Issam's debut album Crystal follows his earlier releases, resplendent in Jodorowsky-like imagery and a zillion miles from the trap video tropes we are used to, his YouTube videos have garnered over 35 million views. It's these kinds of numbers, unheard of for a young North African artist, that led him to be courted by French labels. He eventually signed with the behemoth that is Universal/Def Jam.

Through this and a passionate fanbase, Issam quietly knows he's sitting on something special. His debut is the psychedelic world that his followers have been waiting for, an opportunity for an artist to sing in his own language and yet still make the big moves. More than just another trap record, it's an album that is heavy with hashish and the spray of the Atlantic when the breeze feels just right. Crystal is filled with mind-bending synths firing dazed synapses and songs, like motor-oil in pools of water, turning a myriad of colours and then simply vanishing. It's a record that soars with hope, that propels you to dance with your friends as much as it heeds a nameless warning.

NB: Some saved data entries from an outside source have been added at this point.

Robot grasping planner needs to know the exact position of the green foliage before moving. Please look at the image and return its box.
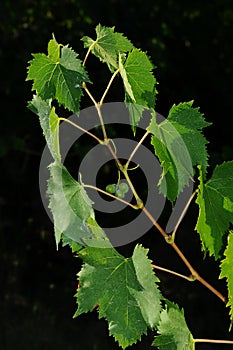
[48,162,106,246]
[220,231,233,323]
[153,303,195,350]
[82,24,133,71]
[27,38,90,113]
[147,102,209,202]
[196,161,233,259]
[119,49,156,108]
[27,25,233,350]
[106,182,129,198]
[75,246,161,349]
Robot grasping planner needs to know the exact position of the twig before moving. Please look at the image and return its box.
[194,339,233,345]
[142,207,226,303]
[83,184,138,209]
[125,131,150,169]
[171,190,198,241]
[59,118,103,144]
[99,69,120,106]
[151,264,195,282]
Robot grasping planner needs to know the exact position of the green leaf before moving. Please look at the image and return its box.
[130,245,162,328]
[152,302,195,350]
[48,162,108,246]
[119,49,157,133]
[196,161,233,259]
[147,101,209,202]
[220,231,233,323]
[28,95,61,161]
[119,49,156,108]
[167,101,211,178]
[82,24,133,71]
[26,38,90,113]
[75,246,161,349]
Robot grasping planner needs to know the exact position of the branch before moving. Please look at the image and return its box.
[99,69,120,106]
[194,339,233,345]
[125,131,150,169]
[171,190,198,242]
[151,264,195,282]
[59,118,103,144]
[83,184,138,209]
[142,206,226,303]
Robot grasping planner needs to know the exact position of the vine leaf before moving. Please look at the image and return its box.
[28,95,61,161]
[152,302,195,350]
[48,162,108,246]
[26,38,90,113]
[75,245,161,349]
[147,101,209,202]
[196,161,233,259]
[81,24,133,72]
[119,49,157,132]
[220,231,233,323]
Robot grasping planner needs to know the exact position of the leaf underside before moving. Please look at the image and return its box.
[147,101,209,202]
[27,38,90,113]
[220,231,233,323]
[152,302,195,350]
[75,245,161,349]
[196,161,233,259]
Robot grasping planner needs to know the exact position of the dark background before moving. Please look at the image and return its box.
[0,0,233,350]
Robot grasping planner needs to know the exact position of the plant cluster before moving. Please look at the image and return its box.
[27,25,233,350]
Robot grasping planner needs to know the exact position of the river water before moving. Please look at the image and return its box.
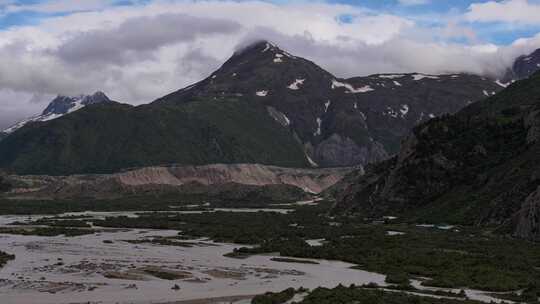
[0,214,510,304]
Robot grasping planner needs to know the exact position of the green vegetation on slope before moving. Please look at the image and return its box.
[0,98,307,175]
[335,73,540,231]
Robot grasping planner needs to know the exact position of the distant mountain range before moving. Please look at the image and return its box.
[0,41,536,174]
[503,49,540,82]
[2,92,112,134]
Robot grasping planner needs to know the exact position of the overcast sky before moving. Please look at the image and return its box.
[0,0,540,128]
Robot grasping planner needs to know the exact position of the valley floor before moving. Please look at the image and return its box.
[0,200,540,304]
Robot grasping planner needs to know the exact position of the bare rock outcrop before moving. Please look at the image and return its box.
[8,164,353,199]
[514,187,540,242]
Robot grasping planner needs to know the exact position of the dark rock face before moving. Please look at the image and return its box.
[41,91,112,116]
[504,49,540,82]
[0,41,503,174]
[514,187,540,242]
[0,91,113,135]
[156,41,502,166]
[335,72,540,240]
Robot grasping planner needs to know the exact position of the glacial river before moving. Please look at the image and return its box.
[0,214,510,304]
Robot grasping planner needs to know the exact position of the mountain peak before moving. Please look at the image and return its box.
[0,91,113,134]
[503,49,540,82]
[41,91,111,116]
[233,40,281,56]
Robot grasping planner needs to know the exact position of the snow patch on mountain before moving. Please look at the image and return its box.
[412,74,439,81]
[378,74,406,79]
[399,105,409,117]
[2,92,111,134]
[313,117,322,136]
[287,79,306,91]
[324,100,332,113]
[332,79,374,94]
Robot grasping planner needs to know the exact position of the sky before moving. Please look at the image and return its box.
[0,0,540,128]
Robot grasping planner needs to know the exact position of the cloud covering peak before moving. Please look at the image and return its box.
[0,0,540,127]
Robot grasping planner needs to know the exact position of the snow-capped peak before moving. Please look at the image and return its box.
[2,91,112,134]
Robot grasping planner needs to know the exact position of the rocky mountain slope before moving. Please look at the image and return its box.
[0,91,113,137]
[157,41,502,166]
[0,41,502,174]
[503,49,540,82]
[336,72,540,241]
[0,164,353,199]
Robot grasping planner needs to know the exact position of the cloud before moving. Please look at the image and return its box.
[56,14,241,64]
[398,0,431,6]
[0,0,540,125]
[465,0,540,25]
[0,0,114,13]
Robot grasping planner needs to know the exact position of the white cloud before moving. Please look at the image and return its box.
[0,0,540,124]
[398,0,431,6]
[4,0,114,13]
[465,0,540,24]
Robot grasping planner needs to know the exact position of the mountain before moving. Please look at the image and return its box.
[0,164,352,204]
[503,49,540,83]
[335,72,540,241]
[0,91,113,136]
[156,41,502,167]
[0,41,503,174]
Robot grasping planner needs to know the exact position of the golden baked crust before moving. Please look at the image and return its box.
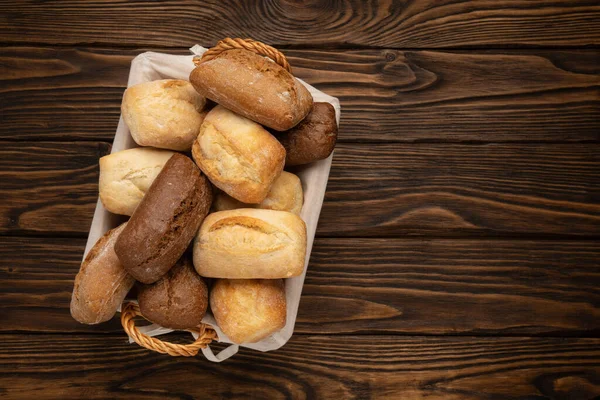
[212,171,304,215]
[190,49,313,131]
[210,279,286,344]
[194,208,306,279]
[99,147,174,215]
[71,223,135,324]
[138,257,208,329]
[192,106,285,203]
[121,79,206,151]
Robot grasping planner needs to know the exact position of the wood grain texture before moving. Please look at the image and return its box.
[0,47,600,142]
[0,142,110,235]
[0,142,600,237]
[0,237,600,336]
[0,0,600,48]
[0,335,600,400]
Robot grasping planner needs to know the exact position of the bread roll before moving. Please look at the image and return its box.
[71,224,135,324]
[115,153,212,283]
[277,103,338,166]
[210,279,286,344]
[121,79,206,151]
[213,171,304,215]
[138,257,208,329]
[190,49,313,131]
[99,147,174,215]
[192,106,285,203]
[194,208,306,279]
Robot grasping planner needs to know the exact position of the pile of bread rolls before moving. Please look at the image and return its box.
[71,49,337,343]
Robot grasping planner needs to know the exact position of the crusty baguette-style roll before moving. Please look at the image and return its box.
[138,256,208,329]
[71,224,135,324]
[275,103,338,166]
[190,49,313,131]
[121,79,206,151]
[192,106,285,203]
[212,171,304,215]
[194,208,306,279]
[210,279,286,344]
[115,153,212,283]
[99,147,174,215]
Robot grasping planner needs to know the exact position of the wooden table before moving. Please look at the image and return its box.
[0,0,600,400]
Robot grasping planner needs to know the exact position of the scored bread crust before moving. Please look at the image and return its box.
[212,171,304,215]
[98,147,175,215]
[192,106,285,203]
[138,256,208,329]
[115,154,212,283]
[71,223,135,325]
[121,79,206,151]
[210,279,286,344]
[190,49,313,131]
[194,208,306,279]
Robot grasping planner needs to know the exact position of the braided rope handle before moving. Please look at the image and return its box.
[194,38,292,74]
[121,302,218,357]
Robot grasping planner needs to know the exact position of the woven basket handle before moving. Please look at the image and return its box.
[121,302,218,357]
[194,38,292,74]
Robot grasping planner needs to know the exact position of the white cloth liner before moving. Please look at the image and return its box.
[84,45,340,362]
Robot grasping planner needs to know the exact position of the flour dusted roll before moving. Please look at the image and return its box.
[121,79,206,151]
[99,147,174,215]
[194,208,306,279]
[190,49,313,131]
[210,279,286,344]
[71,224,135,324]
[115,153,212,283]
[138,257,208,329]
[192,106,285,203]
[213,171,304,215]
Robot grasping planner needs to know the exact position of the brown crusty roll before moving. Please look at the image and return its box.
[212,171,304,215]
[210,279,286,344]
[194,208,306,279]
[71,224,135,324]
[275,103,338,166]
[190,49,313,131]
[115,153,212,283]
[98,147,174,215]
[192,106,285,203]
[138,256,208,329]
[121,79,206,151]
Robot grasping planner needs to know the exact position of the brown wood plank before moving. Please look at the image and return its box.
[0,142,600,237]
[0,0,600,48]
[0,47,600,142]
[0,335,600,400]
[0,142,110,235]
[0,237,600,336]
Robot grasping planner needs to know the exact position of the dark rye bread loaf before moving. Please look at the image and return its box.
[115,153,212,283]
[138,256,208,329]
[272,103,338,167]
[190,49,313,131]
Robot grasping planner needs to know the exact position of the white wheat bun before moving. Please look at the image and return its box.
[121,79,206,151]
[210,279,286,344]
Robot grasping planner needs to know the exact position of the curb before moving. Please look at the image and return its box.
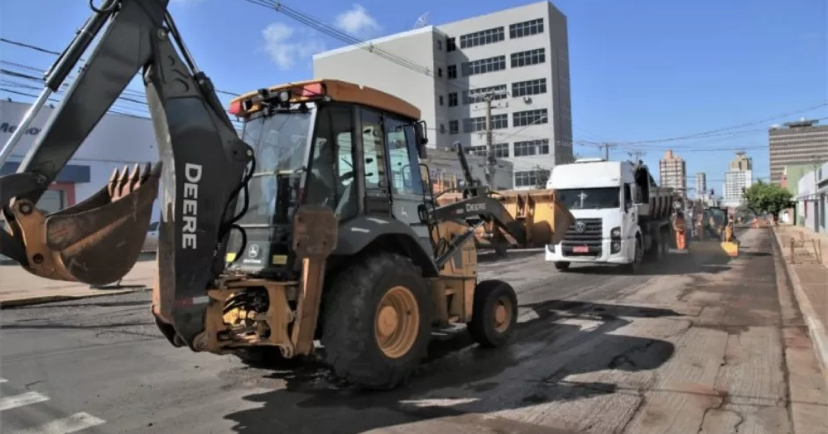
[773,229,828,381]
[0,287,152,309]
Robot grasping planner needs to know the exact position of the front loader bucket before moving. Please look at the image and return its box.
[688,240,739,258]
[14,163,161,285]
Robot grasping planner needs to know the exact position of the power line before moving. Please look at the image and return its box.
[0,38,240,96]
[618,102,828,145]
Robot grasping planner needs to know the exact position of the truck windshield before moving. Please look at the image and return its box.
[555,187,621,209]
[242,111,313,223]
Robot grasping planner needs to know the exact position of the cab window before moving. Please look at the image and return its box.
[385,117,423,194]
[361,108,388,191]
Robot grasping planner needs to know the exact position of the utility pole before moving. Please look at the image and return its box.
[627,149,647,164]
[483,92,504,190]
[601,143,615,161]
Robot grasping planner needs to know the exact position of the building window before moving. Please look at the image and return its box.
[446,65,457,80]
[466,143,509,158]
[449,92,457,107]
[463,84,507,105]
[512,109,549,127]
[463,114,509,133]
[466,145,486,157]
[509,18,543,39]
[515,139,549,157]
[463,54,514,77]
[512,78,546,98]
[512,48,546,68]
[492,143,509,158]
[515,170,549,187]
[460,27,506,48]
[449,120,460,134]
[446,38,457,51]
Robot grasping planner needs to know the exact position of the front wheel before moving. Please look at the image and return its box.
[624,237,644,274]
[468,280,518,348]
[321,253,433,389]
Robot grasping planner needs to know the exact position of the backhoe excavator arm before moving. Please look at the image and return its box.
[0,0,254,344]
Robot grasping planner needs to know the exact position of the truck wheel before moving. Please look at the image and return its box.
[468,280,518,348]
[233,346,302,369]
[321,252,433,389]
[658,231,675,257]
[624,238,644,273]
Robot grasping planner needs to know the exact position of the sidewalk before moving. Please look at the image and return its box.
[774,225,828,377]
[0,260,155,309]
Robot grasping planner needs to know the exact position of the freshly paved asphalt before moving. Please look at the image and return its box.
[0,229,828,434]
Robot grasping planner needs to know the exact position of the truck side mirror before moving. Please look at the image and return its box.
[414,121,428,159]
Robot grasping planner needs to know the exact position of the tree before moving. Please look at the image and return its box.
[744,181,794,223]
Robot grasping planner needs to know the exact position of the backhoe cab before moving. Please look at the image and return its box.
[176,80,536,388]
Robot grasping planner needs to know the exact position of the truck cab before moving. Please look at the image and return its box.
[545,158,669,270]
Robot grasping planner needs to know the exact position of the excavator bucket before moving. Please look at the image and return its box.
[12,163,161,285]
[494,189,575,248]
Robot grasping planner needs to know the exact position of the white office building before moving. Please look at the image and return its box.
[722,170,753,207]
[313,1,573,188]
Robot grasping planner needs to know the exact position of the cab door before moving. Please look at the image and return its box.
[383,115,431,244]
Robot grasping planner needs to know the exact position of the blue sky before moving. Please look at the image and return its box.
[0,0,828,193]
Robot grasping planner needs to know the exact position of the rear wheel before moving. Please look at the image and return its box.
[468,280,518,348]
[321,253,432,389]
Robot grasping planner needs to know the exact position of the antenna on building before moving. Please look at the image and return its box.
[414,12,429,29]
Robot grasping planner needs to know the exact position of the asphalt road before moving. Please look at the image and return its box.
[0,229,828,434]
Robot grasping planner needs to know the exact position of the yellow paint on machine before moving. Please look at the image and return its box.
[225,252,287,265]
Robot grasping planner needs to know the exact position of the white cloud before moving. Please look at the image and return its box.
[335,4,382,38]
[262,23,325,70]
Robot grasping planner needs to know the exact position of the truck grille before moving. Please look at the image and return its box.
[561,218,604,256]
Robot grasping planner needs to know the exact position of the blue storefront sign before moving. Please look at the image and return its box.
[0,162,91,184]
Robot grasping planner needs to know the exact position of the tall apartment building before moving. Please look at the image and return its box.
[730,152,753,171]
[658,151,687,196]
[722,152,753,207]
[695,172,708,199]
[313,1,573,188]
[768,119,828,184]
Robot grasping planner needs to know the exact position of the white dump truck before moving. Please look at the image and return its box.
[546,158,673,271]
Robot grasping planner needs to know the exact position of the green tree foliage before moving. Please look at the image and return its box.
[745,181,794,221]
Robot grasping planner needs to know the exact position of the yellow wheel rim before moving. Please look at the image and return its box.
[374,286,420,359]
[494,298,512,333]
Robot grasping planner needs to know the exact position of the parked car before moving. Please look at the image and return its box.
[141,222,158,252]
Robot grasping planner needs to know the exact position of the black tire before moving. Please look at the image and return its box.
[658,230,675,258]
[624,237,644,274]
[321,252,433,390]
[233,346,301,369]
[468,280,518,348]
[495,241,509,258]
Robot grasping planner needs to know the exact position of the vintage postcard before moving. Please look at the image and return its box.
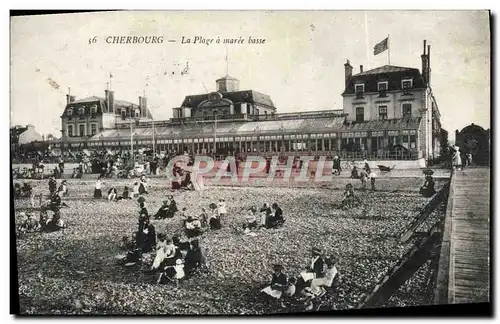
[10,10,492,316]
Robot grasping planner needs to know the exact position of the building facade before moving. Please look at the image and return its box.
[342,41,441,160]
[49,41,441,160]
[61,90,152,142]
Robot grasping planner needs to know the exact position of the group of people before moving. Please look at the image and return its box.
[243,203,285,234]
[94,175,149,201]
[260,248,338,310]
[351,160,377,190]
[119,196,205,283]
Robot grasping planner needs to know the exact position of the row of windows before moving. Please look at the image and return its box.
[76,130,417,145]
[354,79,413,93]
[75,134,417,152]
[356,103,411,122]
[67,105,97,117]
[68,124,97,137]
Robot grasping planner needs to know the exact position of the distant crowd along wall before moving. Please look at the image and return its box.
[12,159,425,174]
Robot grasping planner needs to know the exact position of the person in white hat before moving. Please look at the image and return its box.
[453,146,462,171]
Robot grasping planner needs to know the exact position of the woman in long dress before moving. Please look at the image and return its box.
[453,146,462,171]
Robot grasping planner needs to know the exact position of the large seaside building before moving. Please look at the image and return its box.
[50,41,440,160]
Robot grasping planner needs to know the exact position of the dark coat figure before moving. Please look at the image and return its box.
[154,201,170,219]
[266,203,285,228]
[142,224,156,253]
[49,193,61,213]
[208,217,222,230]
[139,182,148,195]
[54,167,61,179]
[49,177,57,195]
[364,162,372,174]
[185,240,205,275]
[43,211,64,232]
[14,183,23,198]
[118,186,132,200]
[309,255,324,278]
[333,157,342,175]
[420,175,436,198]
[351,166,359,179]
[172,236,190,262]
[271,272,288,290]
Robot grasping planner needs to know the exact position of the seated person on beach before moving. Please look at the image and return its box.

It's a love note to being alive. And you don't need to understand the words to feel that.

Issam finds himself here, certain and yet still bewildered. At times there is some of the anguish of a yearning tongue-twisting Marvin Gaye, his soul swirling as a spiraling counterpoint to his own lead vocal. Trapped and yet free, repping his hood whilst carried on vapours all the way to California.

Issam sits in his smoke-filled studio. He's thoughtful, as if he hasn't decided to switch the light on behind his eyes yet. It's too early for that maybe but he's still incredibly present. I tell him I love his record and then we begin.